Rubiks Cube function -- how many configurations reachable in n moves.

Question

I'm working on a relatively low-level math project, and for one part of it I need to find to a function that returns how many many configurations are reachable within n moves. from the solved state.

Because there are 18 moves ( using the double moves metric ), one form of the function could be $\sum_{k=1}^{i} 18^{k} $, since it would technically be the sum of all permutations reachable by the amount of moves 0,1,...,n. However, what would a more optimised function, which takes into account factors like inverses, cube symmetry, ...etc look like?

Answer 1

http://cube20.org/ shows exact counts for $n$ up to 15, but only has approximate counts above that.

This probably means no nice formula that would make those higher values easy to compute is known.

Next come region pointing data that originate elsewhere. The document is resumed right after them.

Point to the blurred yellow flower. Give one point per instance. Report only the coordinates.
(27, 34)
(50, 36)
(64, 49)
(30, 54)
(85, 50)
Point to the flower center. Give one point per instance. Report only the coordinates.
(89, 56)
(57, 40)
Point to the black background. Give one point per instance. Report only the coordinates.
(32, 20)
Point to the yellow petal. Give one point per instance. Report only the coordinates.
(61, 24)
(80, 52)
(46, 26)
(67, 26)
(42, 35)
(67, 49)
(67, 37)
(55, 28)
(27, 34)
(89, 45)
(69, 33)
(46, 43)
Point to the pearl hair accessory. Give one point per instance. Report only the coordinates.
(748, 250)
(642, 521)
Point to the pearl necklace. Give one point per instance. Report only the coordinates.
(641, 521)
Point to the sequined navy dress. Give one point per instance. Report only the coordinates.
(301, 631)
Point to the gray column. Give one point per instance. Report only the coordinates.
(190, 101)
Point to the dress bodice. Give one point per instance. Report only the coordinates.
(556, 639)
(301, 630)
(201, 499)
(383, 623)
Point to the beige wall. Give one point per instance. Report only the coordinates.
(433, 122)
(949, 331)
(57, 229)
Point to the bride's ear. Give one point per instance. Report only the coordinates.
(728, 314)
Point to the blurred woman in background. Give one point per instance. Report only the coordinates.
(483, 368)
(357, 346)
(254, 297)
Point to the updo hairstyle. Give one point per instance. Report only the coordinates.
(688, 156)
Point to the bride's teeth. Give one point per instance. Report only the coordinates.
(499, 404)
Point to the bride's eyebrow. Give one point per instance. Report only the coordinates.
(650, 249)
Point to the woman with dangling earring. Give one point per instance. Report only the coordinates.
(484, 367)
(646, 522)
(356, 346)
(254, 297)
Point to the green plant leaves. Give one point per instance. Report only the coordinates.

(If there were a nice exact formula, it would presumably have shown immediately that going from 20 to 21 moves reveals no new configurations, mooting the whole brute-force search for "god's number").

Answer 2

Too long for a comment, making CW

Alexander Chervov recently asked a very similar question on MO. He noted that the http://cube20.org data, mentioned by Henning, grows as $13^n$, slower than the $18^n$ bound proposed by Mychil and corresponding to a free group. He wondered why it's dissimilar from an abelian group such as $\mathbb{Z}/2\mathbb{Z}^n$, which looks like a Galton board and grows quadratically.

In his answer, Derek Holt noted that under the half-turn metric, moving the same face twice in a row does not lead to a new position, thus reducing the growth from $18$ to $15$. He developed his reasoning further to consider the presentation of another infinitude group having a subset of relations of the Rubik's Cube group. Holt's presentation was

$$\langle a_i, b_i\ (1 \le i \le 6) \mid a_i^4= 1,a_i^2=b_i\ (1 \le i\le 6), a_1a_4=a_4a_1,a_2a_5=a_5a_2,a_3a_6=a_6a_3 \rangle$$

With Singmaster notation we can have $F=a_1,\:F'=a_1^{-1},\:F^2=b_1,\:B=a_4,\vdots$

This group is infinite and automatic. It is amenable to study with the Knuth-Bendix completion algorithm, which is similar to Buchberger's algorithm.

Holt goes on to find a Taylor series expansion of the growth function for his infinite group. The coefficients begin to deviate from the cube20 data after the 4th move, which he takes to mean that the Rubik's Cube group has relators of length $8$ that cause the deviation (and may be the source of the finiteness of the Rubik's Cube group), although he was unable to find the relation.

I didn't know anything about the Knuth-Bendix completion algorithm prior to Holt's answer. As I envision it, Holt has managed to find the above infinite group with only a small number of relations, and show that it is in a certain sense "tangential" to the finite Rubik's Cube group.